The countryside faded as questions boiled up. I grabbed the topmost. “And does it work?”
“It seems so. At any rate, after some twelve years, the Land-chief still leads Verrain.”
Assembly delegates, fuss and faction, the most cumbrous imaginable form of government. And the freest, another voice cut sharply across Two’s recollections of the new Amberlight. Giving the highest possible number of the people some voice.
“Could you do it in Dhasdein?”
The query was instantaneous, kindled from Two’s flash of the Families, the iron pyramid which had supported the Verrain president, the great estates, so few owning so much of everything, the entire economy reliant on slaves. And then of the great nobles and kinglets whose rule persisted in what of Dhasdein’s empire remained.
His eyes jerked round to me. Then he took one elbow from the rail and turned physically, body language speaking his attention’s depth.
“Is that what you would have me do?”
He had both hands up before I could draw breath. “No, no, my lady Chaeris. I do not wish you to, to calculate what would happen, or even to ask if it could . . . I beg your pardon. I spoke without thought.” He ruffled a hand swiftly over his hair. The long mouth twisted in a way I was coming to know. “In Verrain, there was a revolution. The Families, who had endured time out of mind, were obliterated. Wiped out, overnight. We did not have such a—house-clearing—in Dhasdein.”
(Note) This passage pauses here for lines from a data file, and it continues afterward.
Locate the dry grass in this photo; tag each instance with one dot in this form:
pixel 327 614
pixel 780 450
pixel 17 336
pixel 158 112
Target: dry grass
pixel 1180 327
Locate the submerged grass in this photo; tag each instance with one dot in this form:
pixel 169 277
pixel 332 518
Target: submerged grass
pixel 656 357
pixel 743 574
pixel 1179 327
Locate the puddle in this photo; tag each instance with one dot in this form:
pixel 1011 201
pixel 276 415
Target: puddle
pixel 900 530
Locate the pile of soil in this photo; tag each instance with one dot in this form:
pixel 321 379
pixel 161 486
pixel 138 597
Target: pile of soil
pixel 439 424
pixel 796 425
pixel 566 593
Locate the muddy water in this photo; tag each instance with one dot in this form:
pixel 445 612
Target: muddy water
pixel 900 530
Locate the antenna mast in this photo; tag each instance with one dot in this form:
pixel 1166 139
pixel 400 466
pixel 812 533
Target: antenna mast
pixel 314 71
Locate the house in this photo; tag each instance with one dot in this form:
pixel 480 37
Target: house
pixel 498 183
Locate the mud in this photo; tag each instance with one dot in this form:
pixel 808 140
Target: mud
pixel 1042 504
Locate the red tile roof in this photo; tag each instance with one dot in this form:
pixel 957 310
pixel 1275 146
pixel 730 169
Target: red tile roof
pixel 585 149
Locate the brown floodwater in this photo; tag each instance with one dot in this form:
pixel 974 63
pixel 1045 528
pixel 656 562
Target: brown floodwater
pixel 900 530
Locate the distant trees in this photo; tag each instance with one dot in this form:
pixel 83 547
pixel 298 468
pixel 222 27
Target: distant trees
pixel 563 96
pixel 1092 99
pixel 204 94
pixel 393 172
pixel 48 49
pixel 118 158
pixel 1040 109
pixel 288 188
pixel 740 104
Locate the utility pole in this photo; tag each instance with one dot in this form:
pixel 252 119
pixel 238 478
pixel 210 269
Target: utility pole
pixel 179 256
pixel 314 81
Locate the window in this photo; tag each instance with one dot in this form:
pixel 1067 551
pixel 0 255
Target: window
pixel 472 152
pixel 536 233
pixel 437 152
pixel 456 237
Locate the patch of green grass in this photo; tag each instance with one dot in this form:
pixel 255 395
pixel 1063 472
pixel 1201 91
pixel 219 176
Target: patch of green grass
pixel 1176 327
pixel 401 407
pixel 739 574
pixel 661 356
You lost whole provinces, I bit off on my tongue. Two was already extrapolating the rest.
“Then you could not cast the nobles out?”
He met my eyes and turned his hands out. He knew who had asked. “To change so much? The cost would be enormous. In time. In warfare, and other struggles. In lives.”
“Especially,” Two said, “now.”
Therkon glanced quickly behind us. He did not have to say, You mean, too risky, with this threat of the Archipelago? He did nod. Then he bit his lip, and swung abruptly away. And then back to me.
“My lady Chaeris—ah, I swore I would not do this. But if I only knew—” He clenc
hed his hands on the broad span of rail and let go. The Dhasdein signet sparked fittingly to the sun. “If you could tell me, with what you do know. If you could just guess—”
My mouth went dry, my heart jumped up in my throat. He wanted a prediction. An oracle. He was going to do exactly as Tez had warned.
I could make a fuss. Alert troublecrew: Azo and Verrith were right at my back, they would have heard, they would be tense to intervene. I could have the decision taken from my hands, as it had been in the rocks, when he was on this same gambit’s brink.
But he was Therkon. The philosopher who had understood, and perhaps been affronted, but never affrighted by us. The crown prince who had pledged to protect us with his life.
I got out, in a near whisper, “What would you ask?”
His head flew up and his eyes went wide. Then he actually hit the heel of his hand on the rail. “Ah, my lady, forgive me. If it were not for Dhasdein—if I did not have to ask—” I heard Tez, a week and a hundred miles behind: It’s what I do myself. “But.” A quick, hissing breath. “With what you know now, give me your best estimate. Can I advance, at this point, against whatever is in the Archipelago? And safely leave Mel’eth and Shirran in my rear?”
However inferior our intelligencers, Iskarda gathered the Riverword: we had no alternative. And Two had followed the reports since I was old enough to understand words. The white whirl enveloped me before I had time to realize Two would assent.
The whirl faded. “We know Mel’eth and Shirran’s resources,” Two said. “We lack full figures for Dhasdein. If you took twenty galleys to the Archipelago, what reserve troops could you raise, at need, in Riversrun?”
Therkon’s jaw very nearly dislocated. Then he shot one look across the deck, where I did not have to look to know his Trouble-head was out of earshot. Braced himself, and began, in complete candour, as crown prince of Dhasdein, to reply.
I wish, I found myself thinking, as he concluded, that I could pass this on to Duitho. But of course, I never could. Yet another trial for an oracle. Conflicting confidantes.